Here's a new strip that covers something I mentioned a while ago, the collateral effects of our new robot governor. I wonder what Arnold's signature looks like. Will it be in crayon? Will he use superfluous umlauts? All the more reason to rocket myself toward graduation. Well, that and the money.
Interview season is thankfully winding to a close, and I have an offer, god damn it, so the pressure is off. Two more interviews left and it'll be a miracle if I'm sober for either of them. Especially considering that one firm doesn't even want me to wear a suit. Can we say Pantsless Interview Wednesday? I think we can, oh, I think we can.
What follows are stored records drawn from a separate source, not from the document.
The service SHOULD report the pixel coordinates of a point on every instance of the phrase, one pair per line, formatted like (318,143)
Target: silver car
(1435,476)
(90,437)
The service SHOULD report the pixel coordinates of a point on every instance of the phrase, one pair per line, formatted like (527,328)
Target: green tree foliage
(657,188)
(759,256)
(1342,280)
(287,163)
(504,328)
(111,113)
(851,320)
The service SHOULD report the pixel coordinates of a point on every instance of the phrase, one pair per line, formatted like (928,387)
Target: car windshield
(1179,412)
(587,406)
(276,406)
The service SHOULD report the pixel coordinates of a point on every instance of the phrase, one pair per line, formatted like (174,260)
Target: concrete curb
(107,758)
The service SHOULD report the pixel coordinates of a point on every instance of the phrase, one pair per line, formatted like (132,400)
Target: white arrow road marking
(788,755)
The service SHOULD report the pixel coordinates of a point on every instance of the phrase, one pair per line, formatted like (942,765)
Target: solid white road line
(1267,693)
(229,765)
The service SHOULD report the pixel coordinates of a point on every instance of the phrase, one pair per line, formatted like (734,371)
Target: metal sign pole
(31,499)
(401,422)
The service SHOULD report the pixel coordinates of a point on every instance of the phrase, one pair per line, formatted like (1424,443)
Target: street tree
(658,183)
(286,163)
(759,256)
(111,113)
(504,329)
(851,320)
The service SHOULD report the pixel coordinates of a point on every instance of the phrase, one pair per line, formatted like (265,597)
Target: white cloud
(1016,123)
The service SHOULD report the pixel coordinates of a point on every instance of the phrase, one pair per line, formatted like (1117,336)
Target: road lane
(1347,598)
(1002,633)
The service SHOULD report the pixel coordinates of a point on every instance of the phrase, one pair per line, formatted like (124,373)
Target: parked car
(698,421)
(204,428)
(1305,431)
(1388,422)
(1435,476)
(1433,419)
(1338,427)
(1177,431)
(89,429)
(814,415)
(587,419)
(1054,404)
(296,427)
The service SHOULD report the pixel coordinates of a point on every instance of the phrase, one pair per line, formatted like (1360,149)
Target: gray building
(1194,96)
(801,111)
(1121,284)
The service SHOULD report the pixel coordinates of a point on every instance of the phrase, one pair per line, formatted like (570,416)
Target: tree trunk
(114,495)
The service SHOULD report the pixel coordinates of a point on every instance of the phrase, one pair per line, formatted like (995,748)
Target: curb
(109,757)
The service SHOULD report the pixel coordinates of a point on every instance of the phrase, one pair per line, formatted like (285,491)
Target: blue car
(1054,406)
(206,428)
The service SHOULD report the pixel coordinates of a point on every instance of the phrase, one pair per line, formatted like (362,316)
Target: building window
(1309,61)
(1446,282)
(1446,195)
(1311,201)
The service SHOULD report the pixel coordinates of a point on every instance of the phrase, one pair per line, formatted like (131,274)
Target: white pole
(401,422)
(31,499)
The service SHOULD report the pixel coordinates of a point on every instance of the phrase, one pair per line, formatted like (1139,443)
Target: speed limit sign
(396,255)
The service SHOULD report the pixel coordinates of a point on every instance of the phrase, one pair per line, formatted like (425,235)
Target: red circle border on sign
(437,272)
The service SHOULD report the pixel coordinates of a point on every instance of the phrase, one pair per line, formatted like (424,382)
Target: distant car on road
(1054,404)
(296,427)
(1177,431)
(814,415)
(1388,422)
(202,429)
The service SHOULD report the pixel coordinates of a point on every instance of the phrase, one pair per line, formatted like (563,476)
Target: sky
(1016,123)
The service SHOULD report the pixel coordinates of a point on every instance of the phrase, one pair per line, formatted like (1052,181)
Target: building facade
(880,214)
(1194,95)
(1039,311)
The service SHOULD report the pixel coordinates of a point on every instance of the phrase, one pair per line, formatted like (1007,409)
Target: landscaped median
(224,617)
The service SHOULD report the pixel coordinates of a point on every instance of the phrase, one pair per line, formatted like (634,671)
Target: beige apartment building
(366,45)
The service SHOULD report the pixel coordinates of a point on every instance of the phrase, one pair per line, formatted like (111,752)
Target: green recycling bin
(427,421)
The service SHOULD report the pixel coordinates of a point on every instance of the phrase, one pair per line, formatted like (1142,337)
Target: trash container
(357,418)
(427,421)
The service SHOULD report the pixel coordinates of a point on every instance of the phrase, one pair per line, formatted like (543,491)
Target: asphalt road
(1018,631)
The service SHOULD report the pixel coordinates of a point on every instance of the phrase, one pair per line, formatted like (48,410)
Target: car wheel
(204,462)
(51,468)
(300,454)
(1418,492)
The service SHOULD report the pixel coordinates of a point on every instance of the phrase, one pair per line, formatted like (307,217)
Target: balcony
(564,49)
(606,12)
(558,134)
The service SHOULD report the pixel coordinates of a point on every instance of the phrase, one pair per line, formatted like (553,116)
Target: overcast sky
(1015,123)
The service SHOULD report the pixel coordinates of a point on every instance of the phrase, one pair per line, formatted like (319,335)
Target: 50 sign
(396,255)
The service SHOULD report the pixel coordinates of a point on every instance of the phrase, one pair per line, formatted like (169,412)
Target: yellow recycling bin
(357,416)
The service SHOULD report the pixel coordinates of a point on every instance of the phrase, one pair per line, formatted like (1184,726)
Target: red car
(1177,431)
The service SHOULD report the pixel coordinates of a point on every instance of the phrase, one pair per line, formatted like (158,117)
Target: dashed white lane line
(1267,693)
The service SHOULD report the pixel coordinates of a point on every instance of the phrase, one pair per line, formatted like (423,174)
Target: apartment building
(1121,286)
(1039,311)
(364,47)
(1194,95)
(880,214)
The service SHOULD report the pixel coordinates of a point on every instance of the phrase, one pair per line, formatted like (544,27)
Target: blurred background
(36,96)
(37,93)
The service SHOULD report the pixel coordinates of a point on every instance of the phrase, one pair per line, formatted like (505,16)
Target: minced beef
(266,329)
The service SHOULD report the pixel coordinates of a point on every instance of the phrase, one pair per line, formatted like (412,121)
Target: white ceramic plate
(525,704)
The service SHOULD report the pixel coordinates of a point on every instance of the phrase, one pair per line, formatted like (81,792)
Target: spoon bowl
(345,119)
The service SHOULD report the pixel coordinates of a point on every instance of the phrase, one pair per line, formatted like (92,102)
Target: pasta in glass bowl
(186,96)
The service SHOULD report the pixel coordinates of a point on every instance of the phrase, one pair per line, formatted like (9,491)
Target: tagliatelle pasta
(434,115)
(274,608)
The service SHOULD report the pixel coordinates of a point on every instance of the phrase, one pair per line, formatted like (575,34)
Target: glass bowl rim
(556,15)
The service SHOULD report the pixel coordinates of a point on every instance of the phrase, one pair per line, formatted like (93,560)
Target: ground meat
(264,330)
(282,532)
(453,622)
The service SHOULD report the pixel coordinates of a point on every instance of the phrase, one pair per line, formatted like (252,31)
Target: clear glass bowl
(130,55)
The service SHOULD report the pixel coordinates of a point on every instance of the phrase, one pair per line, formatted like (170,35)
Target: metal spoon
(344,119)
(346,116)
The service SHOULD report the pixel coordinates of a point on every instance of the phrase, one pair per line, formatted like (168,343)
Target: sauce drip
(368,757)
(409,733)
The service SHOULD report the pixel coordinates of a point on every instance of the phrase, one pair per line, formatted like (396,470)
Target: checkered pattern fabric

I once met a bartender who told me that he hated bartending, but he'd much rather tend bar for the rest of his life than go out and find another job. They say that when cats chase mice it's not the having, it's the getting. Well, when it comes to employment it's definitely the having for me. I hate job interviews. I cannot begin to tell you how relieved I am that I don't have to face Spring OCI. Anyone who has met me just once or twice can attest to the fact that I'm not the warmest bun in the oven when it comes to making first impressions, and convincing dozens of attorneys that I'm the kind of person they'll enjoy spending twelve hours a day with in thirty minutes or less has proven to be quite the challenge. Exacerbating this innate personality flaw is my recently-developed tendency to have asthma attacks after three or four interviews. So as my lungs begin to close my affability decreases even more, and after I sneak an inhaler blast the adrenaline makes me jittery. In short, I'm a recruitment fucking train wreck.
And this train just derailed. I'm off to study.